Antibacterial Activity of Tedizolid,a Novel Oxazolidinone Against Methicillin-Resistant Staphylococcus aureus : A Systematic Review and Meta-Analysis

Abstract

Antibiotic resistance is an increasing phenomenon and has become a serious public health concern. Nowadays, limited therapeutic options exist for the treatment of invasive infections caused by drug-resistant strains, particularly methicillin-resistant Staphylococcus aureus (MRSA). The present study was conducted to analyze the published literature on the in vitro activity of tedizolid toward MRSA strains. A systematic literature search was conducted on the Web of Science, PubMed, Scopus, and Google Scholar electronic databases from January 2000 to December 2017 to cover all published articles relevant to our study. Then, 18 publications that met our inclusion criteria were selected for data extraction and analysis by the Comprehensive Meta-analysis software. The overall antibacterial activity of tedizolid on 10,119 MRSA isolates was estimated 0.25 and 0.5 μg/mL for MIC₅₀ and MIC₉₀ (minimum inhibitory concentration at which 50% and 90% of isolates were inhibited, respectively), respectively. The pooled prevalence of tedizolid susceptibility was estimated at 99.6% (95% confidence interval: 99.5–99.8%). Only 4 of 18 included publications have reported the antibacterial activity of tedizolid against linezolid-resistant isolates, of which the MIC range of tedizolid was 0.25–16 μg/mL. Of the four studies, all of the linezolid-resistant isolates were susceptible to tedizolid in one study, and in the other studies, the susceptibility rates were <50%. Based on the results of the systematic reviews, tedizolid had a promising antibacterial activity against MRSA isolates from different clinical sources. However, future studies are needed to provide clinical evidence to support these observations.

Introduction

Staphylococcus aureus is a Gram-positive bacterium that is considered a major cause of hospital- and community-acquired infections ranging from superficial skin and soft tissue infections to severe necrotic infections.^1–3 The pathogenicity of S. aureus depends on its ability to express many potential virulence factors such as bacterial surface components and extracellular proteins.^4–6

Antibiotic resistance is an increasing phenomenon and has become a serious public health concern in the treatment of diseases.⁷ Nowadays, limited therapeutic options exist for the treatment of invasive infections caused by multiple drug-resistant (MDR) strains, most notably methicillin-resistant S. aureus (MRSA).^8,9 Vancomycin remains as the most important therapeutic drug of choice for treatment of infections caused by MDR strains of Gram-positive cocci, particularly MRSA.¹⁰ However, in the past years, intermediate and complete resistance to vancomycin has emerged as a consequence of the overuse of this antibiotic in hospitals.⁷ The increasing trend of vancomycin nonsusceptible strains of S. aureus has triggered alarms for the management of related life-threatening infections in hospitalized and nonhospitalized patients.¹¹

The oxazolidinone antibiotics such as linezolid have demonstrated promising antimicrobial activities against Gram-positive pathogens such as MRSA strains.¹² Linezolid inhibits bacterial protein synthesis through binding to the peptidyl transferase center of the 50S ribosomal subunit.¹² However, linezolid-resistant strains were reported rarely in the hospital environment.¹³ Although resistance to linezolid has been slow to develop, the emergence of linezolid-resistant S. aureus containing a horizontally transferable gene known as cfr represents a potential risk for its widespread dissemination.¹⁴

Tedizolid is a novel oxazolidinone-class antibiotic approved by the U.S. Food and Drug Administration (FDA) in 2014 for the treatment of acute bacterial skin and skin structure infections.
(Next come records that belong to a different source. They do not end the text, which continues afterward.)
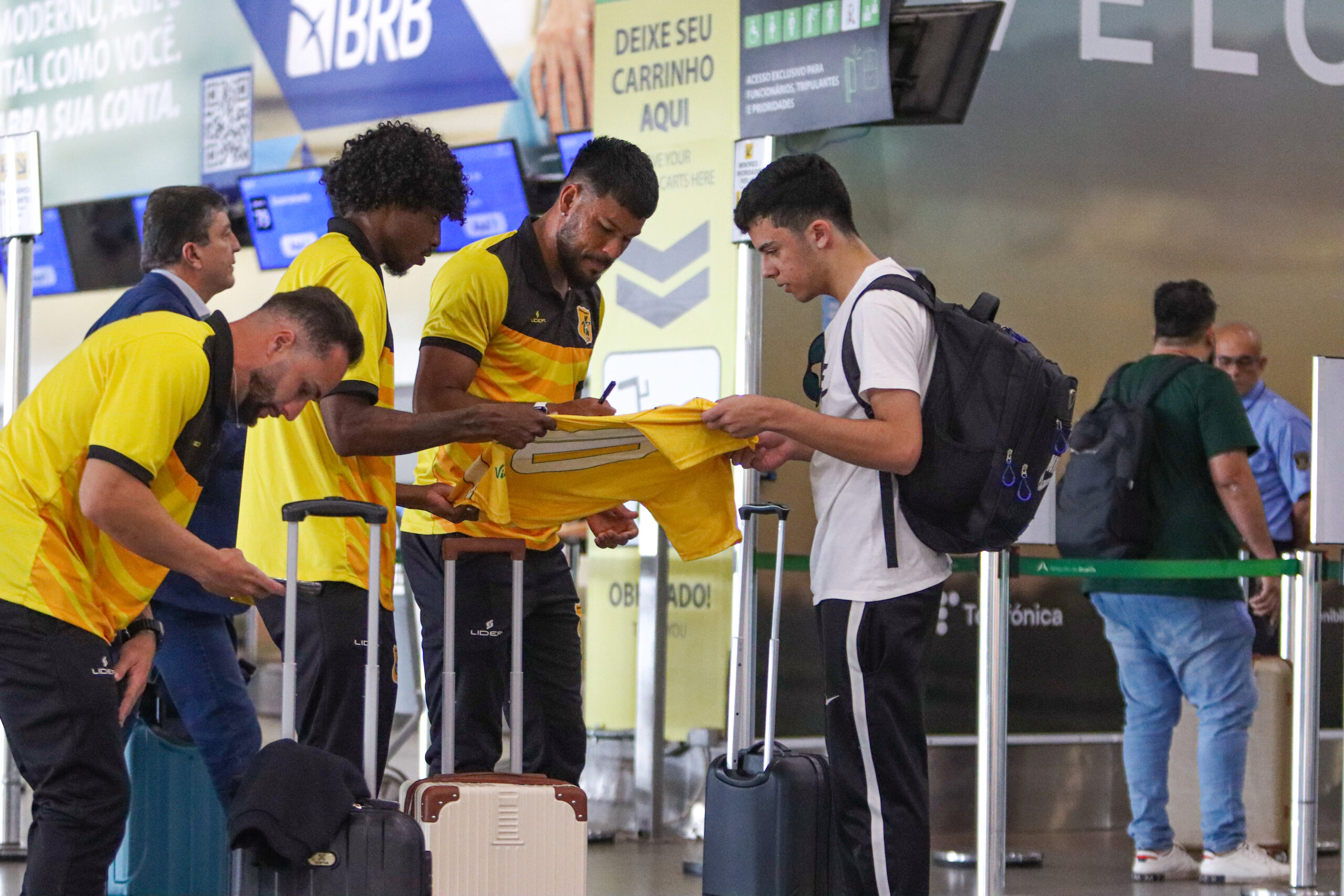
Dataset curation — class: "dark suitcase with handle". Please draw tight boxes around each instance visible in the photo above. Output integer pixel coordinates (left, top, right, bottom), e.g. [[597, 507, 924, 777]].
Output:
[[704, 504, 831, 896], [230, 498, 430, 896]]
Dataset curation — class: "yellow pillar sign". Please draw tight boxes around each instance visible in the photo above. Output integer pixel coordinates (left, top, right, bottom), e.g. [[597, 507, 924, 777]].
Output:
[[583, 0, 739, 740]]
This substance also is under investigation for the treatment of hospital-acquired pneumonia.¹⁵ Tedizolid phosphate is a phosphate monoester prodrug of the active compound tedizolid, which is effective against acute bacterial skin infections.¹⁶ Despite the similar antibacterial mechanism as linezolid in inhibiting protein synthesis, tedizolid has potential activities against linezolid-resistant strains due to the replacement of the acetamide group with a hydroxymethyl group.¹⁷ Also, a D-ring substituent (tetrazole), which is lacking with linezolid, improves its potency through increased interaction with additional sites on the ribosome.¹⁷ Tedizolid treatment versus linezolid is associated with lower incidence of drug-related adverse events, higher accumulation in alveolar macrophages, and no need for adjustment when switching from intravenous (IV) to oral (PO) route of administration.^14,17,18

Tedizolid phosphate is available in both PO and IV formulations that do not require dosage adjustments in renal or hepatic dysfunction. Tedizolid has a longer half-life relative to linezolid, which allows for a once-daily dose with a short 6-day course compared with a twice-daily dose for a 10-day course of linezolid.¹⁹ There are few studies on pharmacoeconomic analyses of tedizolid versus other treatment options. To date, only two studies have reported cost-effectiveness of tedizolid versus linezolid for patients with acute bacterial skin and skin structure infection (ABSSSI). Both results suggested potential cost savings of tedizolid versus linezolid in a standard treatment course. Insinga et al. estimated a net cost savings of 55€ for tedizolid per treated ABSSSI patient versus linezolid.²⁰ Kauf et al. calculated total drug costs for a standard course of tedizolid and linezolid as $1,562 and $2,816 per patient, respectively.²¹ Despite these encouraging findings, additional global data are still needed to determine the economic benefits that may be achieved with tedizolid in both hospitalized and outpatients.²⁰

Knowledge of antimicrobial resistance patterns is essential to define empirical therapy. However, there is a lack of comprehensive studies comparing tedizolid susceptibility against MRSA strains originating from different regions and samples within previously published data. Therefore, the present study was conducted to analyze the published literature on the in vitro activity of tedizolid toward MRSA strains to contribute to the international data on antimicrobial stewardship programs.

Materials and Methods

Search strategies

A systematic literature search was conducted on the Web of Science, PubMed, Scopus, and Google Scholar electronic databases from January 2000 to December 2017 to cover all published articles relevant to our study. The comprehensive search was performed using the following terms and combinations, including “tedizolid” or “torezolid” or “tedizolid phosphate” or “TR-701” or “TR-700” in combination with “in vitro susceptibility” or “in vitro activity” in the title, abstract, and keywords fields.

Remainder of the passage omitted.